Everything apparently happened around 5:30 p.m., when what sounded like a bomb rocked the entire block.

“I was sitting in the living room, waiting for the weather to come on,” Lueker recalled.

“It sounded like something exploded.”

“So I stepped around into my kitchen, … my kitchen was gone. It was just thrown everywhere.”

“I looked around the corner into my den and the whole north wall was gone out of the den, and I could see the tail end of a car.”

The driver was unharmed, but as Lueker put it, “it sure hurt my house.”

IT SEEMS to have been a surprisingly close call.

For as Lueker explained, when the vehicle struck, “I would normally be at the kitchen sink or in front of the stove, cooking.”

Miraculously, though, a basketball game that had gone into overtime disrupted her regular schedule, and so she wasn’t watching the news and preparing dinner as usual.

“If I had been in the kitchen,” she said, “I’d have been dead because it blew the dishwasher clear out halfway across the room.”

“It’s a royal mess. … I was blessed I was in the other room when it happened.”

Hence she wanted to set the record straight about the extent of the disaster.

“Rumor was,” Lueker explained, “there was only about a four-foot hole in the house. … but that four feet turned out to be about 40.”

Moreover, all utilities including water and electric have been put thoroughly out of commission.

LUEKER’S late-model Honda was also torn up along with the house.

“There was damage to my car when the garage door blew apart,” she explained, so is now having to search for a rental.

“I’ve got to take the car down to Merle Kelly Ford and get it repaired,” she said. “Couldn’t even get my car out of the garage until Monday evening.”

“And the garage door was damaged so I couldn’t get the door open.”

AS FOR the next steps in the recovery process, Lueker is staying with relatives and friends since she can’t yet return to the residence.

She’s currently staying with her son, and then is going to house-sit for a friend who’d already planned to be out of town.

“I’ve got a place to stay,” Lueker said, “but I need a place to move my stuff.”

She then elaborated about how “I’ve got to get stuff out of that house because they’re going to take up the carpets and whatnot.”

“I’ve got a lot of things to do in a few days,” Lueker sighed, “and it’s driving me nuts.”

“It’s an awful lot of pressure on this old lady.”

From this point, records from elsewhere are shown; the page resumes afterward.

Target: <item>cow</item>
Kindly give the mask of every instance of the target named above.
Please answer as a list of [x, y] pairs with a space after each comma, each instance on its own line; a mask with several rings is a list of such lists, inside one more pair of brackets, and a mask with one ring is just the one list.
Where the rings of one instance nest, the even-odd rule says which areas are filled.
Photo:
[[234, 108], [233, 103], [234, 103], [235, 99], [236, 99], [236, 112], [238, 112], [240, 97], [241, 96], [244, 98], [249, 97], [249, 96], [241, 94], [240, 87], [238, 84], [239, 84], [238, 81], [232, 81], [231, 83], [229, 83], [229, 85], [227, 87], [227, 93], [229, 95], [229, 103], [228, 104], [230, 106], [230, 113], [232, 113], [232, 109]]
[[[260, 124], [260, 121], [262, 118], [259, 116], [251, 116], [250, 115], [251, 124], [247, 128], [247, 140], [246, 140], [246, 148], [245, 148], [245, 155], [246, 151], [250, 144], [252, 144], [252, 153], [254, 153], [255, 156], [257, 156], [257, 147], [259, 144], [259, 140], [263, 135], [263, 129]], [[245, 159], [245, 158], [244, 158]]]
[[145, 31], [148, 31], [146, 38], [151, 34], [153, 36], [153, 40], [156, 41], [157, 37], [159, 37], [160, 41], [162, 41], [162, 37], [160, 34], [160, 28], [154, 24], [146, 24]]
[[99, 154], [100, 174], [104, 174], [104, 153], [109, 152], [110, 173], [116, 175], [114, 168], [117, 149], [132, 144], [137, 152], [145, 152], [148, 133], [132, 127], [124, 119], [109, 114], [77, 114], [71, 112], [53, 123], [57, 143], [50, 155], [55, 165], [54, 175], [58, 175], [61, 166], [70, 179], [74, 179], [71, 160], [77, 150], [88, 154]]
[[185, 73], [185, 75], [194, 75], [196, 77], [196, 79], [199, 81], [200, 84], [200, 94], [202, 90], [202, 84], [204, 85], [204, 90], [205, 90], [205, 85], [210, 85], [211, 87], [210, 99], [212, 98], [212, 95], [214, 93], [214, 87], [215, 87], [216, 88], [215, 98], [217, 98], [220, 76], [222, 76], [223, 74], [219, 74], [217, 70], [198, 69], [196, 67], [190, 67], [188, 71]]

LUEKER thus continues to be concerned with her health following the incident, but seems to also have been pleased by how well her insurance company has been handling things.

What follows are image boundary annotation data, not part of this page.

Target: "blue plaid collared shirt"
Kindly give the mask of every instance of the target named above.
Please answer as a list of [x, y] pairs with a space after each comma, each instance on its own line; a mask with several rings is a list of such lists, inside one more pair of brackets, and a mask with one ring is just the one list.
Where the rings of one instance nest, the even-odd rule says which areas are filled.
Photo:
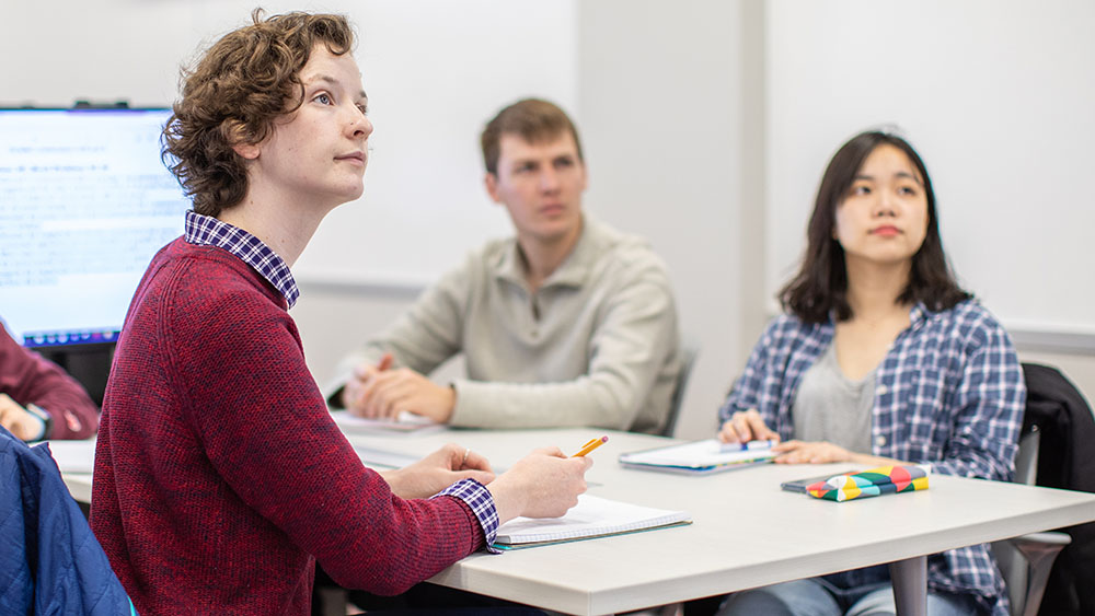
[[[1014, 470], [1026, 387], [1011, 338], [973, 300], [933, 313], [917, 305], [875, 375], [871, 453], [931, 463], [935, 473], [1006, 481]], [[719, 409], [722, 421], [757, 409], [794, 438], [793, 403], [803, 374], [832, 344], [834, 324], [775, 318]], [[1003, 580], [988, 546], [929, 558], [935, 589], [972, 593], [1007, 614]]]
[[211, 216], [186, 212], [186, 243], [224, 248], [250, 265], [285, 297], [289, 307], [297, 303], [300, 291], [289, 266], [262, 240], [251, 233], [217, 220]]
[[487, 551], [502, 554], [502, 550], [493, 547], [494, 539], [498, 536], [498, 510], [495, 509], [494, 497], [491, 496], [486, 487], [475, 479], [461, 479], [430, 498], [443, 496], [457, 497], [464, 501], [480, 521], [480, 526], [483, 527]]
[[[262, 240], [239, 226], [191, 210], [186, 212], [184, 239], [189, 244], [217, 246], [235, 255], [269, 281], [285, 297], [289, 307], [292, 307], [300, 297], [292, 272], [289, 271], [285, 260]], [[464, 501], [483, 527], [487, 549], [498, 551], [491, 547], [498, 534], [498, 511], [495, 509], [494, 498], [482, 484], [473, 479], [462, 479], [441, 490], [434, 498], [439, 496], [452, 496]]]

“I don’t need this stress,” she explained. “My blood pressure is up. My blood sugar is up,” though, “the insurance, they’re coming along.”

Lueker is deeply grateful as well for help received from neighbors.

“I have wonderful neighbors,” she said. “They shut off the water so we wouldn’t have much damage, and another helped up tarp up the north side.”

And it doesn’t look like the incident will wreck the holidays any more than has already been done by COVID-19.

“I’ve been staying home like a good girl,” she laughed. “Staying where I was supposed to be.”

Seems that 2020 found it necessary “to come to visit me.”

Lueker remained optimistic, though, maintaining “Next year’s gonna be better.”